Grammar Girl: Quick and Dirty Tips for Better Writing – Weekly, 10 minutes
It doesn’t matter if you’re not a grammar nerd. It doesn’t matter if you’re not a writer. Grammar Girl will make you a better English speaker, and give you ammunition against would-be grammar nazis who like to promote outdated myths about the language. Some episodes may get a bit too deep into grammar for the casual listener, but most everyone would find it interesting to learn why the popular Christmas song proclaims, “Joy to the world, the Lord is come,” and not, “the Lord has come.”
(These are topic-specific podcasts. In my opinion several of these could go toe-to-toe against the others in terms of quality, but they do require a base level of interest in the subject matter.)
Freakonomics – Weekly, 30-40 minutes
Similar to Planet Money, Freakonomics is good at explaining difficult economic ideas in a way that is simple and entertaining. They specialize in examining and often dispelling the myths we base on our supposed “common sense.”
I Should Be Writing – Irregular Updating is Part of Her Charm, 40-50 minutes
Known as “The Podcast for Wannabe Fiction Writers,” Mur Lafferty manages to be intensely engaging in a way that feels effortless. I’ve never known someone to say so much with a simple, thoughtful pause. I imagine Mur’s words could be helpful for anyone trying to pursue a creative passion, not just fiction writers.
Writing Excuses – Weekly, 15 minutes
Another good one for those interested in writing. A small group of published authors ranging from sci-fi writers to webcomic artists take on important topics for those interested in the field.

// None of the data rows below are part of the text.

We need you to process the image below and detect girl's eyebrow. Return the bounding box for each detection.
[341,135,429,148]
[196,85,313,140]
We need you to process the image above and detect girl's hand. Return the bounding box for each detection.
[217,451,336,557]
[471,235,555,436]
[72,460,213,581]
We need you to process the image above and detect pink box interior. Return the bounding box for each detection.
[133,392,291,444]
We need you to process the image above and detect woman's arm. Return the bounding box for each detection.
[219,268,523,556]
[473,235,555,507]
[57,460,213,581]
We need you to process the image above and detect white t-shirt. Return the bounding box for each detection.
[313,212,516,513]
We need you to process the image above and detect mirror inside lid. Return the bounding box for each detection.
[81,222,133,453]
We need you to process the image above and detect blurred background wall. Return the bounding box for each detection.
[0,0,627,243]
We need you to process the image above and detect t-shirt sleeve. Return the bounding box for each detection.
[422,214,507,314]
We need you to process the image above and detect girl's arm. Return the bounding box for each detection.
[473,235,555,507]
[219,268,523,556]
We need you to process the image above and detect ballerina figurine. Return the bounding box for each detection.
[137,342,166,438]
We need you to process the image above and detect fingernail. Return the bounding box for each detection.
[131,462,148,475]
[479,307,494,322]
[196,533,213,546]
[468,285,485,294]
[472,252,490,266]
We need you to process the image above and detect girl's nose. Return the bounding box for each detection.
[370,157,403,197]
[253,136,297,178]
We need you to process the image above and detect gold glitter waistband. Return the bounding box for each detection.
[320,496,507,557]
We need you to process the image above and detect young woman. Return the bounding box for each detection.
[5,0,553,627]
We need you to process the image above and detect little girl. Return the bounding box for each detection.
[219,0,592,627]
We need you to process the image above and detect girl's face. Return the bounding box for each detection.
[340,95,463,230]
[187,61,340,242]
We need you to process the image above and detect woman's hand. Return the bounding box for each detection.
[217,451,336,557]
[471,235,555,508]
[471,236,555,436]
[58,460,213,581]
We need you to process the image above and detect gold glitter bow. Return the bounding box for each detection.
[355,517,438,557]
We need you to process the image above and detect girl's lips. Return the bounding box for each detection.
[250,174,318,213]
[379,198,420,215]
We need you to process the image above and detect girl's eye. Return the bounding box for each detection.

Stuff Mom Never Told You – Twice Weekly, 30-40 minutes
From the people who brought you Stuff You Should Know, this podcasts focuses on issues related to gender and society. Hold on to your hats, it turns out everything is really complicated.
Stuff You Missed in History Class – Twice Weekly, 30-40 minutes
This podcast covers the parts of history you didn’t even know you didn’t know about, including the Oyster Wars, the Antikythera Mechanism, and why there are so many emus in Australia.